The circumstances around which MC has become what it is now should be enough to make this time a celebratory one. For Maryknoll, later Miriam College has not been daunted by challenges along the way such as demographic changes in universities as co-education became the norm for various valid reasons nor by the changing demands in the national economy and labor market. And MC has not been daunted by the “new normal” when face-to-face interactions in the classroom were replaced by virtual ones and Knoller came to be.
At 95, Miriam College is preparing to be present in a third campus in Central Luzon near Clark and to be present virtually for those who are beyond one hour of commuting time to any of its three physical campuses but wish to be part of the Maryknoll-Miriam experience. At 95, Miriam College continues to believe in its expertise in nurturing women to be leaders, and to become the kind of persons that they were born to be, reaching their full potential.
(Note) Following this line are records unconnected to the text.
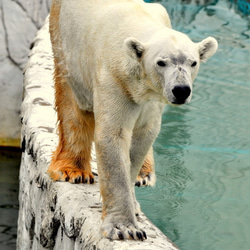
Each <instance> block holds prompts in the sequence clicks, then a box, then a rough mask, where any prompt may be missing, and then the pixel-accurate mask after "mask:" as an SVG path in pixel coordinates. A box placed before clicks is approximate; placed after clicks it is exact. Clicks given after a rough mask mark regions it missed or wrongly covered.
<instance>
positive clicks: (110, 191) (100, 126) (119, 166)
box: [95, 102, 146, 240]
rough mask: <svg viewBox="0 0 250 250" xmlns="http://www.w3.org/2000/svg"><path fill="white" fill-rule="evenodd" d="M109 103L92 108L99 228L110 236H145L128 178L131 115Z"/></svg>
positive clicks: (129, 236) (127, 236)
mask: <svg viewBox="0 0 250 250" xmlns="http://www.w3.org/2000/svg"><path fill="white" fill-rule="evenodd" d="M106 107H108V110H106ZM112 107H114V108H112ZM112 107H111V106H109V105H108V103H107V102H106V105H102V106H100V107H98V109H97V110H98V111H97V112H95V121H96V127H95V147H96V156H97V165H98V175H99V182H100V191H101V195H102V199H103V211H102V219H103V224H102V228H101V230H102V233H103V235H104V236H105V237H107V238H109V239H113V240H116V239H135V240H144V239H146V233H145V232H144V231H143V230H141V229H140V228H139V227H138V225H137V219H136V216H135V204H134V199H133V193H132V187H131V181H130V157H129V149H130V144H131V136H132V130H133V122H132V120H133V118H131V117H129V115H127V116H126V114H124V113H126V110H123V112H120V111H119V105H117V106H116V105H112ZM114 109H115V110H116V111H117V112H115V110H114Z"/></svg>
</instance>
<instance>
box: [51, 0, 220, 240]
mask: <svg viewBox="0 0 250 250" xmlns="http://www.w3.org/2000/svg"><path fill="white" fill-rule="evenodd" d="M54 1H57V2H58V3H61V13H60V36H61V41H62V48H61V49H62V51H63V53H64V56H65V62H63V63H65V64H66V67H67V70H68V75H67V79H68V84H69V85H70V86H71V88H72V90H73V92H74V94H75V97H76V99H77V103H78V105H79V107H80V108H81V109H84V110H89V111H93V112H94V114H95V122H96V127H95V144H96V151H97V162H98V171H99V174H100V186H101V190H102V192H103V195H104V201H103V205H104V209H106V211H105V212H106V216H105V218H104V222H103V227H102V230H103V234H104V235H105V236H107V237H108V238H111V239H117V238H119V232H122V233H123V234H124V237H125V238H129V237H130V236H129V235H128V233H127V232H128V230H130V231H131V232H134V234H135V235H136V232H141V231H140V230H139V229H138V227H137V223H136V218H135V210H139V208H138V203H137V202H136V200H135V198H134V191H133V187H132V186H133V185H134V182H135V179H136V176H137V174H138V172H139V170H140V168H141V166H142V164H143V162H144V158H145V156H146V154H147V153H148V151H149V150H150V148H151V146H152V144H153V142H154V140H155V138H156V136H157V135H158V132H159V130H160V124H161V115H162V112H163V109H164V105H165V104H178V100H176V99H177V98H176V96H174V94H173V89H174V88H175V87H176V86H187V87H189V88H190V89H191V91H192V83H193V80H194V79H195V77H196V75H197V73H198V70H199V66H200V62H202V61H205V60H206V59H208V58H209V57H210V56H211V55H212V54H213V53H214V52H215V51H216V49H217V42H216V40H215V39H214V38H207V39H205V40H203V41H202V42H200V43H198V44H196V43H193V42H192V41H191V40H190V39H189V38H188V37H187V36H186V35H184V34H182V33H180V32H177V31H174V30H172V29H171V23H170V20H169V17H168V14H167V12H166V11H165V9H164V8H163V7H162V6H161V5H158V4H146V3H144V2H143V1H142V0H70V1H69V0H54ZM194 62H196V65H195V66H192V65H194ZM158 64H160V65H158ZM191 96H192V92H191V93H190V95H189V96H188V97H187V98H186V99H185V100H182V101H181V102H180V103H179V104H183V103H187V102H189V101H190V99H191Z"/></svg>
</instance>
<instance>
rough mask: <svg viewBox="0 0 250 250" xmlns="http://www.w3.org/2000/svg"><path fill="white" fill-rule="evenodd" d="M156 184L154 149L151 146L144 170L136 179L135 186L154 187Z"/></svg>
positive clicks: (145, 159)
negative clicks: (155, 183) (145, 186)
mask: <svg viewBox="0 0 250 250" xmlns="http://www.w3.org/2000/svg"><path fill="white" fill-rule="evenodd" d="M155 182H156V175H155V168H154V156H153V148H152V146H151V148H150V150H149V152H148V154H147V156H146V158H145V161H144V163H143V165H142V168H141V170H140V172H139V174H138V176H137V178H136V182H135V186H137V187H141V186H154V185H155Z"/></svg>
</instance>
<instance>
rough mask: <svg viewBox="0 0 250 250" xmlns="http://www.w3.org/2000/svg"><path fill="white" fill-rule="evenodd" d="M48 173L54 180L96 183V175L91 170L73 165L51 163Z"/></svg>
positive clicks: (82, 182)
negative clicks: (57, 166) (62, 164)
mask: <svg viewBox="0 0 250 250" xmlns="http://www.w3.org/2000/svg"><path fill="white" fill-rule="evenodd" d="M56 165H57V164H56ZM47 172H48V174H49V176H50V178H51V179H52V180H53V181H67V182H70V183H75V184H77V183H88V184H94V182H95V180H94V175H93V173H92V172H91V171H86V170H83V169H80V168H76V167H75V166H72V167H69V166H68V167H65V166H64V167H57V166H54V165H50V167H49V169H48V171H47Z"/></svg>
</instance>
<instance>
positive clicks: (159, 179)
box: [137, 107, 192, 241]
mask: <svg viewBox="0 0 250 250" xmlns="http://www.w3.org/2000/svg"><path fill="white" fill-rule="evenodd" d="M186 113H188V109H185V107H184V108H179V109H176V108H172V107H167V109H166V112H165V114H164V116H163V120H162V129H161V132H160V134H159V136H158V138H157V140H156V142H155V144H154V155H155V163H156V175H157V183H156V187H155V188H153V189H152V188H147V189H140V190H137V193H138V194H139V201H142V209H143V211H144V207H146V208H148V207H150V211H153V214H151V215H150V219H151V220H153V221H154V222H155V223H157V225H158V226H159V228H160V229H161V230H163V231H164V232H166V234H167V235H168V237H170V238H171V239H172V240H174V241H177V240H178V239H179V237H180V232H179V228H178V224H177V223H175V222H174V218H175V217H178V214H179V211H180V209H181V208H182V206H183V204H184V203H185V202H186V199H185V198H184V197H183V191H184V190H185V188H186V184H187V182H188V181H190V180H192V174H191V172H190V171H189V170H188V169H187V168H186V167H185V162H184V150H183V147H184V146H188V145H190V143H191V142H190V136H189V133H188V131H189V129H188V125H187V124H186V122H185V119H184V117H185V115H186ZM159 203H161V204H164V205H162V206H161V205H159ZM162 221H164V223H162Z"/></svg>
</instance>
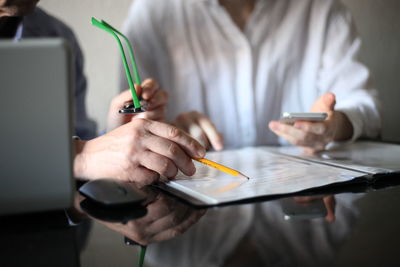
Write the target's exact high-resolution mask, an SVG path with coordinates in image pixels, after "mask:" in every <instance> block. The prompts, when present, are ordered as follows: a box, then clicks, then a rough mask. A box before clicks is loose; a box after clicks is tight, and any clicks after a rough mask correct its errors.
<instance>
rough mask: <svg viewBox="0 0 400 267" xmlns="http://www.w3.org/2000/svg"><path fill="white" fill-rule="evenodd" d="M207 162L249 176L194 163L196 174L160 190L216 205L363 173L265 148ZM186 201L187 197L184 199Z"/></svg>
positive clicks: (220, 152) (222, 151) (208, 154)
mask: <svg viewBox="0 0 400 267" xmlns="http://www.w3.org/2000/svg"><path fill="white" fill-rule="evenodd" d="M206 157H207V158H208V159H210V160H212V161H215V162H218V163H220V164H223V165H225V166H228V167H230V168H233V169H235V170H237V171H239V172H241V173H243V174H244V175H246V176H248V177H250V179H249V180H247V179H244V178H238V177H235V176H232V175H229V174H226V173H224V172H221V171H219V170H216V169H214V168H210V167H208V166H206V165H203V164H201V163H197V162H195V165H196V169H197V171H196V174H195V175H194V176H191V177H187V176H185V175H183V174H182V173H180V174H178V176H177V177H176V180H175V181H170V182H167V183H165V184H161V185H160V187H161V188H163V189H165V190H167V191H171V192H173V193H177V192H180V193H183V194H184V195H186V196H188V197H189V199H190V202H192V203H194V204H200V205H201V204H203V205H217V204H221V203H225V202H231V201H238V200H243V199H249V198H255V197H261V196H269V195H277V194H287V193H295V192H299V191H302V190H305V189H309V188H314V187H320V186H324V185H328V184H333V183H338V182H345V181H350V180H352V179H354V178H357V177H360V176H363V175H365V173H364V172H359V171H353V170H347V169H340V168H336V167H331V166H325V165H321V164H317V163H314V162H310V161H306V160H302V159H298V158H294V157H290V156H284V155H280V154H276V153H273V152H271V151H270V150H269V148H267V147H251V148H250V147H249V148H244V149H238V150H227V151H222V152H210V153H207V156H206ZM187 199H188V198H187Z"/></svg>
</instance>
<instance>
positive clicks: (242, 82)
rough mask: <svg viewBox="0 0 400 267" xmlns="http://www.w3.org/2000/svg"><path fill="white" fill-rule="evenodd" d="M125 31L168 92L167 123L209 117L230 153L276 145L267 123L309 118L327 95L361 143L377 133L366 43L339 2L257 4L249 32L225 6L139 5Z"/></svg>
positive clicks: (135, 49) (138, 55)
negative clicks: (249, 149) (333, 99)
mask: <svg viewBox="0 0 400 267" xmlns="http://www.w3.org/2000/svg"><path fill="white" fill-rule="evenodd" d="M125 32H126V33H127V36H128V38H129V39H130V40H131V41H132V43H133V46H134V50H135V53H136V57H137V58H138V61H139V70H140V72H141V73H142V76H144V77H154V78H156V79H157V80H158V81H159V82H160V84H161V86H162V88H163V89H165V90H167V91H169V93H170V98H169V106H168V119H169V120H170V121H172V120H173V119H174V118H175V117H176V115H178V114H180V113H182V112H187V111H191V110H197V111H200V112H203V113H204V114H206V115H207V116H208V117H209V118H210V119H211V120H212V121H213V122H214V123H215V124H216V126H217V128H218V129H219V131H221V132H222V133H223V135H224V143H225V146H226V147H242V146H250V145H271V144H277V143H278V138H277V137H276V136H275V135H274V134H273V133H272V132H271V131H269V130H268V127H267V124H268V122H269V121H271V120H277V119H279V117H280V114H281V113H282V112H285V111H291V112H304V111H308V110H309V109H310V108H311V106H312V104H313V103H314V101H315V100H316V99H317V98H318V97H319V96H321V95H322V94H323V93H325V92H328V91H330V92H333V93H335V94H336V98H337V104H336V109H337V110H340V111H342V112H344V113H345V114H346V115H347V117H348V118H349V119H350V121H351V123H352V124H353V127H354V136H353V139H355V138H358V137H359V136H361V135H362V136H366V137H376V136H377V135H378V133H379V128H380V116H379V111H378V107H377V101H376V98H375V95H376V91H375V90H372V89H371V88H370V87H369V84H368V80H369V71H368V69H367V68H366V67H365V66H364V65H362V64H361V63H360V62H358V61H357V54H358V52H359V49H360V44H361V42H360V39H359V38H358V37H357V36H356V34H355V31H354V27H353V23H352V19H351V16H350V14H349V12H348V11H347V10H345V9H344V8H343V6H342V5H340V4H338V3H337V2H336V1H334V0H279V1H278V0H259V1H257V4H256V7H255V10H254V11H253V13H252V15H251V17H250V19H249V20H248V22H247V25H246V27H245V29H244V31H241V30H240V29H239V28H238V27H237V25H236V24H235V23H234V22H233V21H232V19H231V17H230V16H229V14H228V13H227V11H226V10H225V9H224V8H223V7H222V6H220V5H219V3H218V0H164V1H157V0H136V1H134V3H133V4H132V6H131V9H130V12H129V16H128V18H127V20H126V23H125ZM121 75H122V76H121V81H122V87H121V89H125V88H128V86H127V83H126V78H125V76H124V75H125V74H124V73H122V72H121Z"/></svg>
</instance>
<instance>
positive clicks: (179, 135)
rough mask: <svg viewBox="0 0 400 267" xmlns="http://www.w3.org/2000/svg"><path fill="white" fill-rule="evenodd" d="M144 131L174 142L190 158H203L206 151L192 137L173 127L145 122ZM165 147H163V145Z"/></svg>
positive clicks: (177, 128) (164, 145)
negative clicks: (176, 144)
mask: <svg viewBox="0 0 400 267" xmlns="http://www.w3.org/2000/svg"><path fill="white" fill-rule="evenodd" d="M143 127H144V129H146V130H147V131H149V132H150V133H152V134H154V135H157V136H160V137H163V138H165V139H168V140H170V141H173V142H175V143H176V144H178V145H179V146H180V148H182V149H183V150H184V151H185V152H186V154H188V155H189V156H190V157H191V158H203V157H204V155H205V153H206V151H205V149H204V147H203V146H202V145H200V144H199V142H197V141H196V140H194V139H193V138H192V137H190V136H189V135H187V134H186V133H185V132H183V131H182V130H179V129H178V128H176V127H175V126H172V125H169V124H165V123H162V122H157V121H149V120H146V121H145V123H144V125H143ZM164 147H165V145H164ZM169 149H170V151H171V149H172V151H175V150H176V149H175V147H169Z"/></svg>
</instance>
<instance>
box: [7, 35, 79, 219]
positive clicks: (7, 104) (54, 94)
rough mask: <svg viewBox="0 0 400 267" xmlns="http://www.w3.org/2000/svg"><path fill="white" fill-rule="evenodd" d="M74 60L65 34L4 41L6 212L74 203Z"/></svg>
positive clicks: (24, 211)
mask: <svg viewBox="0 0 400 267" xmlns="http://www.w3.org/2000/svg"><path fill="white" fill-rule="evenodd" d="M71 61H72V54H71V51H70V49H69V46H68V45H67V43H65V42H64V41H63V40H60V39H40V40H38V39H35V40H24V41H21V42H13V41H1V42H0V87H1V89H0V122H1V128H0V144H1V145H0V215H5V214H17V213H30V212H38V211H50V210H58V209H62V208H66V207H69V206H70V205H71V203H72V196H73V189H74V187H73V179H72V152H71V137H72V123H71V118H72V116H71V92H72V91H73V88H72V86H73V83H72V79H71V78H72V74H73V72H72V69H71V68H72V64H71Z"/></svg>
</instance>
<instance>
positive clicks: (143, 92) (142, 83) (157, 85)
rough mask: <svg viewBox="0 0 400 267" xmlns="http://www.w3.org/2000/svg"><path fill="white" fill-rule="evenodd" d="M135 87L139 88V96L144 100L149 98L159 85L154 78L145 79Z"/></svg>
mask: <svg viewBox="0 0 400 267" xmlns="http://www.w3.org/2000/svg"><path fill="white" fill-rule="evenodd" d="M137 87H138V88H140V89H141V97H142V98H143V99H144V100H149V99H150V98H152V97H153V95H154V94H155V93H156V92H157V91H158V90H159V89H160V85H159V84H158V82H156V81H155V80H154V79H146V80H144V81H143V82H142V84H141V85H140V86H137Z"/></svg>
Becoming 95 has brought with it the wisdom that comes with going through many experiences. Many years earlier Miriam College has moved beyond just presenting the world as a place in which one can explore, learn, grow in confidence and competence to succeed. Through the years it has become a teacher on how to make ethical choices even before the current moment in time when the world has started to go through the throes of large scale environmental degradation and natural disasters. We have been warned about these more than a generation ago, with the warning growing stronger and louder through the years by the UN Intergovernmental Panel on Climate Change, by Dr Jeffrey Sachs’s researches on the earth’s fragility, by former Vice President Al Gore’s The Inconvenient Truth and Pope Francis’s Laudato Si. The latter goes beyond the sciences on climate change and presents a criticism of consumerism and irresponsible development that has resulted in environmental devastation and global warming. In “caring for our home” we are also reminded to care for the poor. Luis Antonio Cardinal Tagle noted that through Laudato Si “Pope Francis reminds us to replace consumption with a sense of sacrifice, greed with generosity, and wastefulness with a spirit of sharing”.
That Europe and the United States have experienced floods like Asia always does, that forest fires seem to be burning endlessly, and that the COVID-19 variants continue to threaten each individual each day should be enough to make one realize that we should not go back to the “old normal” way of living at all. The pandemic continues to give us the time to reflect, and to consider taking serious steps to mitigate the destruction around us. Making ethical choices has now become deeply rooted in MC’s liberal arts education as the school promotes truth, justice, peace, and the integrity of creation, and as Miriam College continues to become.